Ferric Reducing Antioxidant Power (FRAP)

The FRAP capability to reduce the ferric ions by various extracts of different dried leaf samples of T. triangulare is shown in Fig. 4c. The 80% aqueous ethanol dehumidifier (7.81 g/100 g), cross-flow (7.49 g/100 g), microwave (6.99 g/100 g), and oven (6.62 g/100 g) dried samples showed the highest FRAP activity compared to the other samples dried. However, the hot water extracts also showed a good FRAP activity in an oven, cross-flow, and dehumidifier drier. In food systems, the ferrous iron is most common, and its redox potential play an important role in cellular oxidative stress leading to various physiological dysfunctions.
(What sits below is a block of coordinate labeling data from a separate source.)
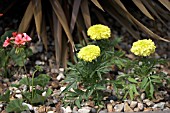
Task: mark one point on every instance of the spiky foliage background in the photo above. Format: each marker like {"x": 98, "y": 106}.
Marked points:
{"x": 69, "y": 19}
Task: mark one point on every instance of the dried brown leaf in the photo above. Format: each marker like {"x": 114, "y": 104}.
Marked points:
{"x": 62, "y": 18}
{"x": 75, "y": 11}
{"x": 166, "y": 3}
{"x": 57, "y": 39}
{"x": 97, "y": 4}
{"x": 86, "y": 13}
{"x": 140, "y": 5}
{"x": 37, "y": 9}
{"x": 24, "y": 25}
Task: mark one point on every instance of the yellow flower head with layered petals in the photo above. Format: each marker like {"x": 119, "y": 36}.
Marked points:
{"x": 98, "y": 32}
{"x": 89, "y": 53}
{"x": 143, "y": 47}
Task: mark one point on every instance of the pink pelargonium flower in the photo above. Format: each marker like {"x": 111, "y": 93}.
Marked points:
{"x": 26, "y": 38}
{"x": 7, "y": 42}
{"x": 19, "y": 40}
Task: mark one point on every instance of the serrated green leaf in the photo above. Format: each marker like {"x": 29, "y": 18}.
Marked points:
{"x": 42, "y": 80}
{"x": 38, "y": 98}
{"x": 5, "y": 97}
{"x": 132, "y": 80}
{"x": 99, "y": 87}
{"x": 25, "y": 81}
{"x": 16, "y": 106}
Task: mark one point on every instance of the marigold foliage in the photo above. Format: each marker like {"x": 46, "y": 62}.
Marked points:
{"x": 143, "y": 47}
{"x": 89, "y": 53}
{"x": 98, "y": 32}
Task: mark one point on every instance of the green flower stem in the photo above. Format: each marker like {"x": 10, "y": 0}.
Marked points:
{"x": 33, "y": 83}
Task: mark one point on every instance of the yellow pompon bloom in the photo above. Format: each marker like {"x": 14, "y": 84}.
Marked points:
{"x": 98, "y": 32}
{"x": 89, "y": 53}
{"x": 143, "y": 47}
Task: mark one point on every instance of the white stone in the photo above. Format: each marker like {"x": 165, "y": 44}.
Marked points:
{"x": 133, "y": 104}
{"x": 28, "y": 105}
{"x": 68, "y": 109}
{"x": 119, "y": 107}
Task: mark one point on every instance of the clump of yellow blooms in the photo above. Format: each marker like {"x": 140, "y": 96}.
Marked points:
{"x": 89, "y": 53}
{"x": 98, "y": 32}
{"x": 143, "y": 47}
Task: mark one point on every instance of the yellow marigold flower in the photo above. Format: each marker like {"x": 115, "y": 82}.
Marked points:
{"x": 89, "y": 53}
{"x": 143, "y": 47}
{"x": 98, "y": 32}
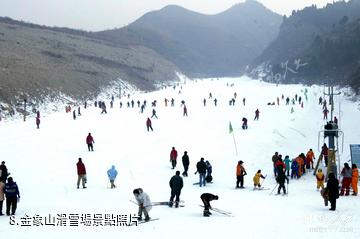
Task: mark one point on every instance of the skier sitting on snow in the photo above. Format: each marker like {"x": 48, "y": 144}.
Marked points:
{"x": 144, "y": 203}
{"x": 206, "y": 198}
{"x": 256, "y": 179}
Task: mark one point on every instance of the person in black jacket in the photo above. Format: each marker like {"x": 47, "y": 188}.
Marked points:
{"x": 176, "y": 184}
{"x": 206, "y": 198}
{"x": 12, "y": 194}
{"x": 186, "y": 163}
{"x": 281, "y": 180}
{"x": 332, "y": 188}
{"x": 201, "y": 169}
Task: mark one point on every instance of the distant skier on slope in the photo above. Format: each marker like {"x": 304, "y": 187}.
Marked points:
{"x": 206, "y": 198}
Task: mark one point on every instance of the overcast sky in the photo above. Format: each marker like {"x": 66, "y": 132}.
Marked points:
{"x": 107, "y": 14}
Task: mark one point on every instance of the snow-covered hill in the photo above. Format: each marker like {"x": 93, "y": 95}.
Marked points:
{"x": 43, "y": 163}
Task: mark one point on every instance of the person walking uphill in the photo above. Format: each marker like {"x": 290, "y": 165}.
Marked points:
{"x": 332, "y": 188}
{"x": 240, "y": 173}
{"x": 81, "y": 170}
{"x": 144, "y": 203}
{"x": 12, "y": 195}
{"x": 112, "y": 173}
{"x": 173, "y": 157}
{"x": 206, "y": 198}
{"x": 186, "y": 163}
{"x": 176, "y": 183}
{"x": 90, "y": 142}
{"x": 201, "y": 169}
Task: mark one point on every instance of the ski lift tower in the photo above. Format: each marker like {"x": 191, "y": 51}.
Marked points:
{"x": 332, "y": 133}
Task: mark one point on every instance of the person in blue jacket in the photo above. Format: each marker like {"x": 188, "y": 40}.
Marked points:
{"x": 12, "y": 195}
{"x": 112, "y": 173}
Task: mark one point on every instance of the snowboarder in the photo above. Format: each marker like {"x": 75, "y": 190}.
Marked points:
{"x": 240, "y": 173}
{"x": 201, "y": 169}
{"x": 186, "y": 163}
{"x": 112, "y": 173}
{"x": 206, "y": 198}
{"x": 90, "y": 142}
{"x": 144, "y": 203}
{"x": 12, "y": 196}
{"x": 320, "y": 178}
{"x": 148, "y": 124}
{"x": 81, "y": 171}
{"x": 332, "y": 189}
{"x": 176, "y": 184}
{"x": 354, "y": 179}
{"x": 173, "y": 157}
{"x": 347, "y": 176}
{"x": 256, "y": 179}
{"x": 257, "y": 112}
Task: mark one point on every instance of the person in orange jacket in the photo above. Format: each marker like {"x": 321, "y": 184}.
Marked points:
{"x": 310, "y": 156}
{"x": 320, "y": 178}
{"x": 354, "y": 179}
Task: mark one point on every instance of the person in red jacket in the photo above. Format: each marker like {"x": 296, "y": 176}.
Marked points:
{"x": 90, "y": 142}
{"x": 81, "y": 173}
{"x": 148, "y": 124}
{"x": 173, "y": 157}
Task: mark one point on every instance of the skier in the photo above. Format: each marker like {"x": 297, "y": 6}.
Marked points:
{"x": 144, "y": 203}
{"x": 186, "y": 163}
{"x": 3, "y": 172}
{"x": 240, "y": 173}
{"x": 310, "y": 159}
{"x": 244, "y": 120}
{"x": 332, "y": 188}
{"x": 90, "y": 142}
{"x": 154, "y": 114}
{"x": 37, "y": 122}
{"x": 201, "y": 169}
{"x": 256, "y": 179}
{"x": 81, "y": 170}
{"x": 112, "y": 173}
{"x": 206, "y": 198}
{"x": 185, "y": 111}
{"x": 287, "y": 162}
{"x": 257, "y": 112}
{"x": 148, "y": 124}
{"x": 320, "y": 178}
{"x": 176, "y": 184}
{"x": 347, "y": 176}
{"x": 281, "y": 181}
{"x": 208, "y": 177}
{"x": 325, "y": 153}
{"x": 12, "y": 196}
{"x": 354, "y": 179}
{"x": 2, "y": 196}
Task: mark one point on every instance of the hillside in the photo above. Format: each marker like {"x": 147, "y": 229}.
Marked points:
{"x": 315, "y": 46}
{"x": 203, "y": 45}
{"x": 38, "y": 61}
{"x": 51, "y": 206}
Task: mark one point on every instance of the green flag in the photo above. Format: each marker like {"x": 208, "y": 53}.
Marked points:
{"x": 230, "y": 128}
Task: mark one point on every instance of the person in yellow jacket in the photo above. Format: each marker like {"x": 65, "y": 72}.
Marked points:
{"x": 256, "y": 179}
{"x": 320, "y": 178}
{"x": 354, "y": 179}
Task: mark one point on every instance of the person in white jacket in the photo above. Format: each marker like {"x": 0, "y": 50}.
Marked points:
{"x": 144, "y": 203}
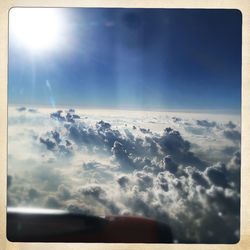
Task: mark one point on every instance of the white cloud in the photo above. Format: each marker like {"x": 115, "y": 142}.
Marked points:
{"x": 183, "y": 170}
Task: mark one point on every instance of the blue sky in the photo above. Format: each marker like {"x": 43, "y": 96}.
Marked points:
{"x": 133, "y": 58}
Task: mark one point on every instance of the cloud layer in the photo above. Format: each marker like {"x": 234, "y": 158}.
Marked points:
{"x": 178, "y": 169}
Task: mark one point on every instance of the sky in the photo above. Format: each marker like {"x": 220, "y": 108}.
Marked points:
{"x": 126, "y": 58}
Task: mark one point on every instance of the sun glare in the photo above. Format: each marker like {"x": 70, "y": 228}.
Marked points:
{"x": 36, "y": 29}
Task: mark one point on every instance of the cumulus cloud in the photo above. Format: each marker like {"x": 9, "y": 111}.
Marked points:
{"x": 233, "y": 135}
{"x": 100, "y": 166}
{"x": 205, "y": 123}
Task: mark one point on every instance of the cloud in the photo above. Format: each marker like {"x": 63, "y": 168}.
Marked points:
{"x": 115, "y": 169}
{"x": 230, "y": 125}
{"x": 21, "y": 109}
{"x": 233, "y": 135}
{"x": 205, "y": 123}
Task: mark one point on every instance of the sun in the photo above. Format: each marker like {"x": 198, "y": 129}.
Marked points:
{"x": 35, "y": 29}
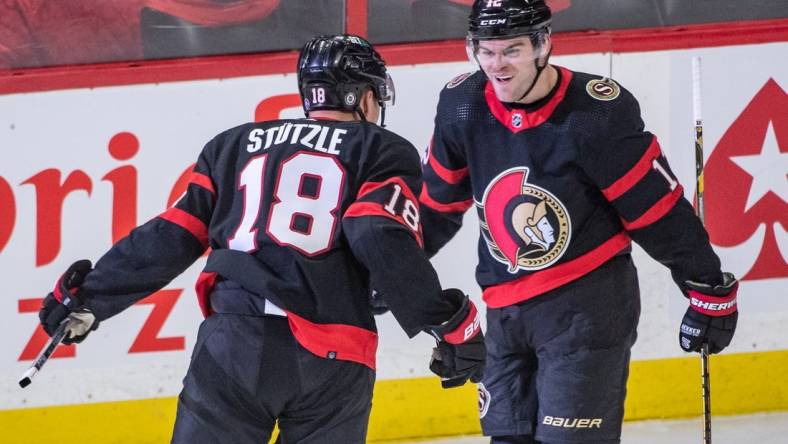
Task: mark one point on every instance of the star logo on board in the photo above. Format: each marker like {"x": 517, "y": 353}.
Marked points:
{"x": 747, "y": 186}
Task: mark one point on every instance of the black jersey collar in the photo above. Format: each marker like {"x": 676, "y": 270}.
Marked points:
{"x": 519, "y": 119}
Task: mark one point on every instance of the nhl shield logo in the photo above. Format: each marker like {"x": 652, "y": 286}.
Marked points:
{"x": 603, "y": 89}
{"x": 525, "y": 226}
{"x": 517, "y": 119}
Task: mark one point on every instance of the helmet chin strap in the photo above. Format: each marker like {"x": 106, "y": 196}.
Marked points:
{"x": 539, "y": 70}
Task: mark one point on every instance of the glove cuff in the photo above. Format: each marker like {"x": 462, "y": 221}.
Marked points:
{"x": 67, "y": 287}
{"x": 463, "y": 325}
{"x": 714, "y": 306}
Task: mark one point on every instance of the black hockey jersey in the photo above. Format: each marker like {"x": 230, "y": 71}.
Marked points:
{"x": 309, "y": 215}
{"x": 559, "y": 190}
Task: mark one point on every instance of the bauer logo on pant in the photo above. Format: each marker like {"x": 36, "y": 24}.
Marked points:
{"x": 525, "y": 226}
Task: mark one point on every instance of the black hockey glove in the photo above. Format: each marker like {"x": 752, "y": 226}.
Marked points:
{"x": 66, "y": 301}
{"x": 460, "y": 353}
{"x": 711, "y": 316}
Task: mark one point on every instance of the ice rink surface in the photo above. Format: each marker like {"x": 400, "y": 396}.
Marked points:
{"x": 762, "y": 428}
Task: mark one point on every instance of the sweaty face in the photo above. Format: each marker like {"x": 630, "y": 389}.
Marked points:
{"x": 509, "y": 64}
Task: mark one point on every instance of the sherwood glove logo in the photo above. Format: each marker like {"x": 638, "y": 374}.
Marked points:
{"x": 525, "y": 226}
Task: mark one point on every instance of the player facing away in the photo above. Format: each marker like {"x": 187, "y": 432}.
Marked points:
{"x": 563, "y": 177}
{"x": 303, "y": 218}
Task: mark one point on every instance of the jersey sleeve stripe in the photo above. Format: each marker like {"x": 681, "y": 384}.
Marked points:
{"x": 454, "y": 207}
{"x": 190, "y": 223}
{"x": 203, "y": 181}
{"x": 633, "y": 176}
{"x": 362, "y": 209}
{"x": 656, "y": 212}
{"x": 369, "y": 187}
{"x": 449, "y": 176}
{"x": 539, "y": 282}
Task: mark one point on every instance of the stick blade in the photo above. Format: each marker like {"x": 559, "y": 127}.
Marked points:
{"x": 27, "y": 378}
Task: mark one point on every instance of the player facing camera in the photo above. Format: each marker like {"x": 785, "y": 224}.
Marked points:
{"x": 510, "y": 41}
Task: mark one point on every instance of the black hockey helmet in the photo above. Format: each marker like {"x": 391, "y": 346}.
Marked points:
{"x": 334, "y": 71}
{"x": 503, "y": 19}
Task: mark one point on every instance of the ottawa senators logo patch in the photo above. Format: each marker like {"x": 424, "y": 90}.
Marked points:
{"x": 453, "y": 83}
{"x": 603, "y": 89}
{"x": 525, "y": 226}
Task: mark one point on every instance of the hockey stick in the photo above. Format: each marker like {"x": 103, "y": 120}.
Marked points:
{"x": 704, "y": 351}
{"x": 60, "y": 333}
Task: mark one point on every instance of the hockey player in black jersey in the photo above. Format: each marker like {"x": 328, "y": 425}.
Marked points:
{"x": 303, "y": 218}
{"x": 562, "y": 176}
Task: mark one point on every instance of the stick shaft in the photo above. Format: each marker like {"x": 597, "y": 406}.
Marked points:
{"x": 699, "y": 161}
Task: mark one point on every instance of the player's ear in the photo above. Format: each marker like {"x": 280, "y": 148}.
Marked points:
{"x": 368, "y": 104}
The T. triangulare showed a good chelating activity by capturing the ferrous ions before ferrozine. A similar trend was noticed in other leafy vegetables such as H. sabdariffa [2, 16].

Conclusion

The plant foliage processing, preservation, and post-harvest effective utilization of T. triangulare could be efficiently used as a promising raw material for food and pharma industries due to its rich bioactive composition. The oven, microwave, and infra-red drying of leaves showed good quality retention of nutrients and antioxidant activities to use throughout the year unlike fresh LVs, which are perishable. The efficiency of different solvents used for extraction of bioactive compounds, such as carotenoids, phenolics, flavonoids, and in-vitro antioxidant potentials, will have implications for their presence in dried leaf powders for preparing ready-to-serve food formulations.